Click to view recording details

“Barney Bralligan”
from Irish Music from Cleveland, Vol. 2: The Community Tradition (1979)| FW03521


“Glen Allen / Music in the Glen (medley)”

  1. Listen to the recording of “Barney Bralligan” and pat your knee or clap your hands with the strong beats in the music.
  2. Without seeing the music, try to discern the meter of the piece.
  3. Determine what instruments are being played.
  4. Follow the melody with the written music and determine the form of the piece.
  5. Discuss the most likely purpose of this type of music (a Slip Jig).
  6. Play (or sing) the “Slip Jig Rhythm Exercise”.
  7. View a video of traditional Irish dancing freely available on video sites on the Internet or view an excerpt from “Riverdance” online.
  8. View an old video of a Cieili performing in 1963 on video sites (freely available on the Internet).

Assessment
: Students should audibly detect both rhythm and melody from the piece, and relate the concepts of Irish culture to the music.
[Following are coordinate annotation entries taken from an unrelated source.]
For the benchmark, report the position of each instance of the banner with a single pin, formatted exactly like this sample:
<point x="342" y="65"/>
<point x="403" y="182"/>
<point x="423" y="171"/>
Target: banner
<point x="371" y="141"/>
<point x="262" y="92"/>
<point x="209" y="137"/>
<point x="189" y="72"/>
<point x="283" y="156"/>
3. “Glen Allen / Music in the Glen Medley”

  1. Listen to the recording while reading the melody line and raise your hand when “Music in the Glen”, the second tune in the medley, begins.
  2. Try to play the melody of “Music in the Glen” on your instrument.
  3. This is traditional Irish music, but played in America. What historical events might explain the large Irish-American population?

Assessment:
Students should audibly detect the difference between the two tunes, and understand, through questioning, the historical facts of the Irish-American population.

Extensions:

  • Compare and contrast a video of traditional Irish dance (i.e. “Riverdance”)
  • Make a bodhran using an embroidery hoop, some oil cloth and a spoon (or other items...be creative); good sources for information on making a bodhran are freely available on the Internet
  • Listen to The Chieftains recording of “Jack of All Trades” and then write additional verses about other possible trades Jack could have tried while using the same metric structure. Given what you know about Ireland, what are some traditional Irish occupations?

References:

  • Breathnach, B. (1996). Folk Music and Dances of Ireland. Loudon, N.H.: Ossian USA.
    • An academic study of the history, development and present state of traditional Irish music and dance. Includes special references to the fiddle, Uilleann pipes, and the tin whistle.
  • Hast, D. E. & Scott, S. (2004). Music In Ireland: Experiencing Music, Expressing Culture. New York: Oxford University Press.
    • Introduces traditional Irish music, vocal and instrumental, along with information on Irish dance. Includes information on social and political importance of Irish music. Includes a seventy minute CD.
  • O’Neill, J. (1998). O’Neill’s Music of Ireland. Pacific, MO.: Mel Bay Publications, Inc.
    • This is a 368 page book that contains notated airs, jigs, reels, hornpipes and marches for fiddle.
  • Shaskeen (2006). Shaskeen: Irish Pub Sessions (DVD). Doonaree Records.
    • Irish folk music performance recorded live in a pub outside Dublin. This DVD is noted for its excellent camera work allowing one to see the instruments and performers very well.
  • Various Artists (2005). Traditional Irish Music (DVD). Shoreview, MN: Fieldstone Entertainment.
    • This is a DVD with concert performances of traditional Irish music groups. Included are The Border Collies, Devana, and Four Men and a Dog.